Adopting preventative measures will minimise costly flood damage to property and vehicles.
Last year, flooding in seven South African provinces cost the country around R160 billion in economic losses, according to the Department of Social Development. In the same year, Namibia had the heaviest rainfall in 120 years, Australian losses from Storm Yasi incurred economic losses of $20 billion and insured losses of $4 billion, and flooding in Thailand cost the country more than $30 billion.
There is no doubt that we are living in times of unprecedented climate risk. 2011 was the costliest year for natural disasters in recorded history, and the second costliest year in the history of the insurance industry, and as the mechanism by which society pools its risk, the insurance sector plays a critical role in helping society adapt to a changing climate and to mitigate personal risk.
Heavy rains have already hit areas in Limpopo, Mpumalanga and KwaZulu-Natal. The South African Weather Service warned this week that heavy rain will continue to fall in large parts of the country until June. South Africans should take extra precaution to safeguard assets and valuables during this time.
Heavy rains can cause damage running into billions of rands, but there are measures that can be taken to protect buildings, household contents and vehicles from avoidable damage.
“In January last year, damage to homes, property and vehicles caused by flooding ran well into the multi-million rand mark, affecting many insured South Africans.”
Limit losses by taking the following precautions.
IN THE CAR
Road Worthy: Before you drive off in wet or heavy rain conditions, make sure that your headlights, tail lights, brake lights and indicator lights are working properly. Also check that your windscreen wipers are in good condition and replace them if they’re frayed, brittle or damaged.
Slow Down: It takes longer to stop or react to road conditions in wet conditions. Give yourself more time to react to dangerous conditions and use the two second rule to maintain a safe following distance
Mind the bends: Change to a lower gear before you take a bend. Reduce your speed and make sure it is at its slowest when you enter the bend. Ensure that both your hands are on the steering wheel.
Middle of the road: Drive in the middle lane whenever possible when it’s raining. Water pools more in the outside lanes because of lower drainage, making driving conditions there more dangerous. Also avoid making quick lane changes as this increases the chance of your car’s wheels skidding on top of water.
In the deep end: Attempting to drive through deep water can cause damage to the electronic system of your vehicle. Never drive over a bridge that has moving water covering it. Take care, too, of driving through puddles as they could be deeper than you imagine and could be very dangerous. If you have to drive through a puddle, go especially slowly. Turn around if the water reaches the bottom of your car doors and find another route. If you get submerged too deeply, your engine will stall and water might enter your engine through your air intake forcing you to replace it.
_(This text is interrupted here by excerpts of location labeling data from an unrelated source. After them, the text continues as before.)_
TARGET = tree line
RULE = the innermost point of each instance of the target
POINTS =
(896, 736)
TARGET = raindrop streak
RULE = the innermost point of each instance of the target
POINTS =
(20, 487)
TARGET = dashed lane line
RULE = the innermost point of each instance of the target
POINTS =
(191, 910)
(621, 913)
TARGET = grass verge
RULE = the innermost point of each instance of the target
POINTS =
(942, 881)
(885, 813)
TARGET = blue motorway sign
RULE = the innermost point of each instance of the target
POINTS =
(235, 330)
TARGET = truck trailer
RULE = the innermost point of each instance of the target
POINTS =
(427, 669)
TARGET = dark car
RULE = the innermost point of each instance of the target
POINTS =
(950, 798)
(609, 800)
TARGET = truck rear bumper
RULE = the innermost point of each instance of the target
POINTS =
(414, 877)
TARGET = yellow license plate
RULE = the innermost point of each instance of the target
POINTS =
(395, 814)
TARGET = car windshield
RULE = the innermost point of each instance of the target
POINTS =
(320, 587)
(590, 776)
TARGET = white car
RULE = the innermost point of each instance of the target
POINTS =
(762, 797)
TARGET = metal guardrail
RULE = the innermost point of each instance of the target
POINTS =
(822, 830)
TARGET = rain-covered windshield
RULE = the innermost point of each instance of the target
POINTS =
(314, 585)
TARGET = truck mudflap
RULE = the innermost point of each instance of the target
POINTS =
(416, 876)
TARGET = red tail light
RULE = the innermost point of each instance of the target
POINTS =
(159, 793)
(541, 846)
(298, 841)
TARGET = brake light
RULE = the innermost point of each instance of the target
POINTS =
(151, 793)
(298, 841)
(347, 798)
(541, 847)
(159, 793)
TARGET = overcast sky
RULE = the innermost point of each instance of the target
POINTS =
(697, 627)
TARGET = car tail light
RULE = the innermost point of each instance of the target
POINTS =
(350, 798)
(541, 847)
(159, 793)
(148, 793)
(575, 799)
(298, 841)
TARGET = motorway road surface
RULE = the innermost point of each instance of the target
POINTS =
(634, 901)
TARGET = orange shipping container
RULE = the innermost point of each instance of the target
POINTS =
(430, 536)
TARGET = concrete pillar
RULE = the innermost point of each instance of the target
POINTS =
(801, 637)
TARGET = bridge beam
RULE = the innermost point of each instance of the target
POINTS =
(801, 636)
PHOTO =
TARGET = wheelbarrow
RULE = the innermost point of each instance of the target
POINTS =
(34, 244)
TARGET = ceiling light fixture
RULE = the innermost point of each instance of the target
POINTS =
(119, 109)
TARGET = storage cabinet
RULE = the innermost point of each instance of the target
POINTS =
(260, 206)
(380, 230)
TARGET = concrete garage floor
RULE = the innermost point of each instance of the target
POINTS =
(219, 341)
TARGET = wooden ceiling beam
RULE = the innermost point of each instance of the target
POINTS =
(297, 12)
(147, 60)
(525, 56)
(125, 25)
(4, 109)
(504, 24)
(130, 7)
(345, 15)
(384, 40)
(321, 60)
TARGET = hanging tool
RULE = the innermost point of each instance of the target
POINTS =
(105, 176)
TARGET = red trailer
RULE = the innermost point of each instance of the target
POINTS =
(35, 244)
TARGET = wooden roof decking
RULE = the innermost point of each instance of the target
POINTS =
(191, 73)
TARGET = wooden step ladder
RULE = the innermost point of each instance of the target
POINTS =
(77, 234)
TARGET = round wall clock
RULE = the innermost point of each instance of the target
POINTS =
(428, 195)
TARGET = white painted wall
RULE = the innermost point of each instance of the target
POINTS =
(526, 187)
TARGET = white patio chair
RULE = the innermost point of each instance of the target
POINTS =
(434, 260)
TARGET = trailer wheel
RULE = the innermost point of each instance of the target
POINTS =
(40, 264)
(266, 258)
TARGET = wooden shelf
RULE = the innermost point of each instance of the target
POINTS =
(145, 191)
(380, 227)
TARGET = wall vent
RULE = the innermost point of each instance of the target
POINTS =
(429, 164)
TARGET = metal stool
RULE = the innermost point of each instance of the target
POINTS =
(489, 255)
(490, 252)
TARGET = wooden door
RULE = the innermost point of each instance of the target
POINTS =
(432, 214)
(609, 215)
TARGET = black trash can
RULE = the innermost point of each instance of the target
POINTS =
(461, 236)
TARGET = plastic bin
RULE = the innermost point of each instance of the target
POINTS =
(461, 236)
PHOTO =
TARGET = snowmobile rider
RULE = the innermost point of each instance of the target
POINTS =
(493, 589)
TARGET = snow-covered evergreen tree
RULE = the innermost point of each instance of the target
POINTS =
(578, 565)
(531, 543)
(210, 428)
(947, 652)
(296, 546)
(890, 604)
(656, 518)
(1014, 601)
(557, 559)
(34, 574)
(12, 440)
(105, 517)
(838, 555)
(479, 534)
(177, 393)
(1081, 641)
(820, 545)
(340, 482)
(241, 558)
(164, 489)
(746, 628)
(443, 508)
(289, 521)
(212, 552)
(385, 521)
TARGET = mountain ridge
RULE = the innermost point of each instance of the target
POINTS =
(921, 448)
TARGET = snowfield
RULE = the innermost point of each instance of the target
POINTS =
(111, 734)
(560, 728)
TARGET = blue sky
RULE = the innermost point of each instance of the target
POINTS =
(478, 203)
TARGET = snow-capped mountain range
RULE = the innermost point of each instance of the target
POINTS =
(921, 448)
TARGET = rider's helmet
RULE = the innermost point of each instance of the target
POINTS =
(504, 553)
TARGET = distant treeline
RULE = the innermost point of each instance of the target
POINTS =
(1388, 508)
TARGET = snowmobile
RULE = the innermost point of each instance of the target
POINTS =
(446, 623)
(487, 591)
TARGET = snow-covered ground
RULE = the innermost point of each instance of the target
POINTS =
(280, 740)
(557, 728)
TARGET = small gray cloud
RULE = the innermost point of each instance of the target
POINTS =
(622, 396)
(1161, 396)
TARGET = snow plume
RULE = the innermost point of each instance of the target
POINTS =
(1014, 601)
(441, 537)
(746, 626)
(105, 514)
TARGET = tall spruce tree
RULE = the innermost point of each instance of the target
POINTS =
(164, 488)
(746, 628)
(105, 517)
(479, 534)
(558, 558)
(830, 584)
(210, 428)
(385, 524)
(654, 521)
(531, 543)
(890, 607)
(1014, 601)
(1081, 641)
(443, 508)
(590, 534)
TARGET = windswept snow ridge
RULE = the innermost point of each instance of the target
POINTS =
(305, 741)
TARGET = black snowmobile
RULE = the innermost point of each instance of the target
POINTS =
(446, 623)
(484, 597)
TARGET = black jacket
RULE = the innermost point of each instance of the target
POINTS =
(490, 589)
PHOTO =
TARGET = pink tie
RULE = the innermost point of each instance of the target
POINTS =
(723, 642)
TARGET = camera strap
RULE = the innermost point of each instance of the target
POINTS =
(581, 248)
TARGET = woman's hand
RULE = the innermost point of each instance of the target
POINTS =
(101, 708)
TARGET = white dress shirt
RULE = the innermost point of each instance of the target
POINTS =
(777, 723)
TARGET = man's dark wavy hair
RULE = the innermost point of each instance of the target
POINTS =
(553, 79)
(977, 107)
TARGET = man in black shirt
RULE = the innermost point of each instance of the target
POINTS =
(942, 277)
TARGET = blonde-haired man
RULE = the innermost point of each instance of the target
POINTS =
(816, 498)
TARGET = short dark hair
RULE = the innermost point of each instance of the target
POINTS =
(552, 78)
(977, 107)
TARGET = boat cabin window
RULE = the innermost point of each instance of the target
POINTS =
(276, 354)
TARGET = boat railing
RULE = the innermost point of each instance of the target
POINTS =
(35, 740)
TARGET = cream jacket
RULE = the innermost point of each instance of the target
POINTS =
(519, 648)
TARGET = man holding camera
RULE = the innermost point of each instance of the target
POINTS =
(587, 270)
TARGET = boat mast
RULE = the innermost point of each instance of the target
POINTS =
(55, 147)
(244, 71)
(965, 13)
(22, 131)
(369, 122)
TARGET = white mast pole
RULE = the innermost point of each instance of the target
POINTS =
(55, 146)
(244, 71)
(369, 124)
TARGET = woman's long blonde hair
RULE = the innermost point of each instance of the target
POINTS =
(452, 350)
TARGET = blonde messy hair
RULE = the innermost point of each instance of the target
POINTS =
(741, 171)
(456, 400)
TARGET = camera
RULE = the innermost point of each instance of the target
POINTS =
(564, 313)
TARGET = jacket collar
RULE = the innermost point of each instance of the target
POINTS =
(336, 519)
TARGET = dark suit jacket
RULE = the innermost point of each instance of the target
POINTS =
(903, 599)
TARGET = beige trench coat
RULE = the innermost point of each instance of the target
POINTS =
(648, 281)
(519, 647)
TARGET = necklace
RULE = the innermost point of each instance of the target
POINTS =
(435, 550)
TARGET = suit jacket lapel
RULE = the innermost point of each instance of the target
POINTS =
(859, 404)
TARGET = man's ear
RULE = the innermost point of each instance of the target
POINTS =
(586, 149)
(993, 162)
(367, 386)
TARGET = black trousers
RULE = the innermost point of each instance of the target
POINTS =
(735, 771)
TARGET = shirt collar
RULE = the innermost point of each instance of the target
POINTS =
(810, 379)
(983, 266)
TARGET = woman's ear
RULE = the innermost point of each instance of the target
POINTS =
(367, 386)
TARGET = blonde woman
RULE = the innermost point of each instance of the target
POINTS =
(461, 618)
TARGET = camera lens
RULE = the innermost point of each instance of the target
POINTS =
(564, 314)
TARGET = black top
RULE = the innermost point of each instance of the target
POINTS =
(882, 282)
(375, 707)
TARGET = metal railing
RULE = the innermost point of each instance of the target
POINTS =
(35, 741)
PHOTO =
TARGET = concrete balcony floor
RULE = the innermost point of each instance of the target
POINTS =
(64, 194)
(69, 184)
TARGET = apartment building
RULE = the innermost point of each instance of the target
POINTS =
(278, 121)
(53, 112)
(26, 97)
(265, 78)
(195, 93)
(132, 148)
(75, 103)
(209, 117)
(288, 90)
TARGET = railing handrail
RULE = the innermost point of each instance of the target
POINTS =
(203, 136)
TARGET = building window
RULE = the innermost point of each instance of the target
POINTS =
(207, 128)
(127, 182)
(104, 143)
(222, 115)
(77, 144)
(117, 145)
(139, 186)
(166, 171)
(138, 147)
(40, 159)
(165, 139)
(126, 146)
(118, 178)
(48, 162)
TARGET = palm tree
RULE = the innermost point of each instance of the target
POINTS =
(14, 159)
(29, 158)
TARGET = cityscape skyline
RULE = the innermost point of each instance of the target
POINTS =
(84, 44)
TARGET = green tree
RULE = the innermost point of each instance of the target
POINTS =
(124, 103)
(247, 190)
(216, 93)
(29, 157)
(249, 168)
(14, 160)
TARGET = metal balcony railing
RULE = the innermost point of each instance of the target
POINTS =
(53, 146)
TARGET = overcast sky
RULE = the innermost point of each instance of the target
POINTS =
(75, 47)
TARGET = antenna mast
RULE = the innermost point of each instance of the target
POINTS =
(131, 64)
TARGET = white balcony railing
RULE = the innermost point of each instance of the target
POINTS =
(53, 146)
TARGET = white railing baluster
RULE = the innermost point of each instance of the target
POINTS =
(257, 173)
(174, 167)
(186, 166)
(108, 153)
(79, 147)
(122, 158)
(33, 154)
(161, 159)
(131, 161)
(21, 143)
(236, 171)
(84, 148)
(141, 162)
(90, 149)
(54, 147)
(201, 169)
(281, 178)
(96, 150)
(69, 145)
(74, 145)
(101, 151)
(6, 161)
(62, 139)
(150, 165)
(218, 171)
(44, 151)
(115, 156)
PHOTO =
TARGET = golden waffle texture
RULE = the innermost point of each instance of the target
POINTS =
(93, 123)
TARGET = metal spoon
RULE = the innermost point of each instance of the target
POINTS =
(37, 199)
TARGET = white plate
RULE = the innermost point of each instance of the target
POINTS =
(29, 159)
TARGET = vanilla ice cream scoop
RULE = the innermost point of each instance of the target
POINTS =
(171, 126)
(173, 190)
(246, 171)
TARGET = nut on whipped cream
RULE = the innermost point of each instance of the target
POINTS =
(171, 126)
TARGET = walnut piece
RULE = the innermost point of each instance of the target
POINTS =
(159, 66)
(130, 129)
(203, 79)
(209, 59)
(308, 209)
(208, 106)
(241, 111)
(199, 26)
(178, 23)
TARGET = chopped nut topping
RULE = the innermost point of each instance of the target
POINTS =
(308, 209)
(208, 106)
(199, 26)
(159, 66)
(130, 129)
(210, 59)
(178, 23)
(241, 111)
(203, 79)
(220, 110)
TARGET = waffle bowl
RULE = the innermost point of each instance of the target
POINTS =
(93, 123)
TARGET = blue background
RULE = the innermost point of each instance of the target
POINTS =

Braking Point: Once you have navigated out of the heavy rain conditions, make sure to test your brakes as they may be saturated. Brakes can only be dried out by the heat generated from driving very slowly and braking lightly at the same time.
In the gutter: Check your gutters and downpipes on a monthly basis and before the rainy season begins. Make sure your gutters are clean and free of debris such as leaves. This protects the roof, walls and foundations of your home from water damage. When fitting gutters, homeowners must make sure they are of the highest quality so as to withstand increased water flow during thunder. It is also crucial to replace any missing gutters so that water doesn’t collect near the foundation of your house and ensure that gutters direct water away from the house.
From the Roof tops: Check your roof sheeting or tiles regularly and inspect screws on asbestos type and iron roofs as they are prone to loosen over time. Loose sheeting or broken tiles are especially hazardous during stormy, rainy weather. Not only do they allow rainwater through the roof and onto your ceilings, but they may also become dislodged during storms and damage property or hurt people on the ground. When building, it’s sensible to opt for impact resistant roofing as it will prevent any serious damage to the roof structure.
Neighbourhood watch Well maintained storm water drains are important to protect you and your neighbourhood against flooding. Anything that impedes the flow of water is likely to cause flood damage so check the storm water drains near your home just before the rainy season begins. Involve the community in checking that drains are not blocked with leaves or garbage and be sure to contact your local municipality if they are. Encourage your neighbour to also check that rain water does not build-up on their side of the property or shared wall. This can lead to collapsing walls which may damage other structures and property such as cars.
Slippery Slope: Check whether your homeowner’s insurance includes additional cover (e.g landslide insurance), especially if your house is built against a river bank, on top or at the bottom of a hill. If your house lies at the bottom of a slope or a hill make sure rain water does not pool around it. Also ensure that you have a proper drainage system to direct water away from house by installing downspouts, gutters, trenches or swales.
Put a lid on it: Most external doors have a gap found at the bottom. Make sure to install a metal and rubber flap at the bottom to shield your home from water seeping in during heavy storms as this could weaken the foundation of your floors, wall and door.
Wood Check: Moisture content in hardwood floors and structures tends to make them warp and less durable. Wooden items and wood floors should be checked before the rainy season and where possible waxed to protect them from moisture.